The phrase is from a 20-year-old pop tune, “The Honey and the Sting” (“Over all these things, please stand guard, dear God: over the honey and the sting, over the bitter and the sweet, over our little baby daughter”), composed by Israel’s unofficial poet laureate, Naomi Shemer. A haunting lament, it’s experienced an extraordinary, worldwide wave of new popularity in the last year or two. The reason is that it perfectly captures our mood right now. No more soaring visions of peace, prosperity or ancient glory restored. Just let me live another day. Please.

This wasn’t what the founders of Zionism had in mind when they began a century ago to envision Jewish statehood. Like the visionaries of that other 19th-century dream of transformation, socialism, the early Zionists imagined that humans could change their fate and remake history through acts of collective will. Both movements were sweeping in their ambitions, veering at times into messianic delusions that the end of days was nigh.

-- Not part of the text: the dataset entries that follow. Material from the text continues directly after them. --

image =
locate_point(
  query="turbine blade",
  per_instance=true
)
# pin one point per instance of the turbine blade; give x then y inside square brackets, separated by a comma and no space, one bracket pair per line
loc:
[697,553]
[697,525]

The promise was soaring. The crash is profound. Sovereign statehood was supposed to offer Jews a normal life of the sort they had never known in Diaspora. After a half-century things seem to have turned out backwards: Statehood has given rise to a Jewish community unique in its physical vulnerability. Israel was supposed to make Jews safe; instead it is to a considerable degree the Jews who keep Israel safe, through their financial and political support.

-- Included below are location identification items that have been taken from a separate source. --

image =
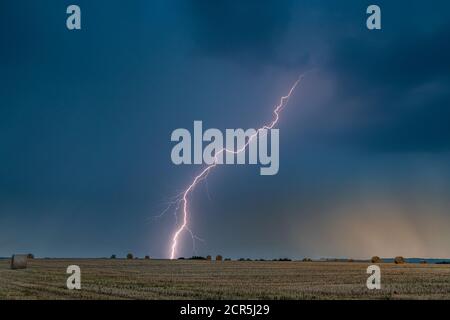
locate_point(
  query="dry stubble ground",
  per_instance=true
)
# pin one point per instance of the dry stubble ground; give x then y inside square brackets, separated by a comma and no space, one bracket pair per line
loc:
[163,279]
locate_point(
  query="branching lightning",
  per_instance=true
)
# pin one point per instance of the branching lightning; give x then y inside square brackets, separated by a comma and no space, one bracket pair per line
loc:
[183,199]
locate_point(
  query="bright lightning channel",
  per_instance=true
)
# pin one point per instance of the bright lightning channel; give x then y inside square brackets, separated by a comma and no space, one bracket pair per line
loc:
[203,174]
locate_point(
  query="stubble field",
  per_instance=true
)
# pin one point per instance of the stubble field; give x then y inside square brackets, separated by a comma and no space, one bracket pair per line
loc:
[187,279]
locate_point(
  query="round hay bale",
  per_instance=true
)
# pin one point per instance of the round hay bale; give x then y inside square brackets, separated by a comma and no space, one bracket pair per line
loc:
[19,261]
[399,260]
[375,259]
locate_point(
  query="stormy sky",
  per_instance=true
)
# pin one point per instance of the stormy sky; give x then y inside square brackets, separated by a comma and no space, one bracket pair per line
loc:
[86,118]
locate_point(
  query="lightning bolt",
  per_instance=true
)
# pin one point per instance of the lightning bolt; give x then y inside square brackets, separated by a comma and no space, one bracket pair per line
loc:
[203,174]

Lately the signs are even worse than that. Zionism was supposed to be the answer to the 2,000-year scourge of antisemitism. It now appears, as Daniel Jonah Goldhagen writes in our Forward Forum on Page 9, that Zionism is in the cross-hairs of an entirely new strain of antisemitism that has burst onto the world stage like some mystery virus in the last two and a half years. A wave of virulent hatred has arisen, different from past hatreds, directed at Zionism and Israel and Jews all over the world as its agents.

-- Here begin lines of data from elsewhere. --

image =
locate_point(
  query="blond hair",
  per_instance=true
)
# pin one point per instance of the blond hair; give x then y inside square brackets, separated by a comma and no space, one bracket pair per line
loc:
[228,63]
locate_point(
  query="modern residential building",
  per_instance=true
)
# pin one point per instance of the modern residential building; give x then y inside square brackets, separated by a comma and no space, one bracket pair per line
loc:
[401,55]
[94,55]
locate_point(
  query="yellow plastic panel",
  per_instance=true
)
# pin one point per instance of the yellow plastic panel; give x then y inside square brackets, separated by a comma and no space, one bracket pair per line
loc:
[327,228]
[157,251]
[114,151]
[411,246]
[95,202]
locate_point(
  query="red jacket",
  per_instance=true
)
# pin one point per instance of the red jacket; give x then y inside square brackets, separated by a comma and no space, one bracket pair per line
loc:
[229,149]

It sounds grim, and it is. But images of doom, like images of redemption, have a way of running away with themselves and distorting our vision of reality. Zionism was never going to bring the messianic era, and anti-Zionism is not about to bring the end of the world. Israel has managed to provide a haven for millions of homeless Jews, and today, for all its troubles, it is still a smallish but thriving country where mothers still raise healthy children and scientists are curing diseases. The threat from Israel’s enemies, for its part, is considerable but not mortal. If it seems in the last two and a half years to have taken on alarming new dimensions, that is because something happened two and a half years ago. Peace talks collapsed and a violent intifada was launched. Things spun out of control, and they have not yet been made right. They will be, and things will seem better, until they get bad again. That is the way of the world.

If we have learned anything from the drama of Zionism, it is this: History twists and turns, but it does not end. Soaring dreams can bring crashing disappointments. But modest dreams can bring modest satisfactions. Jerusalem still shimmers, and life will be better tomorrow than it is today. Bitter and sweet: That should be enough.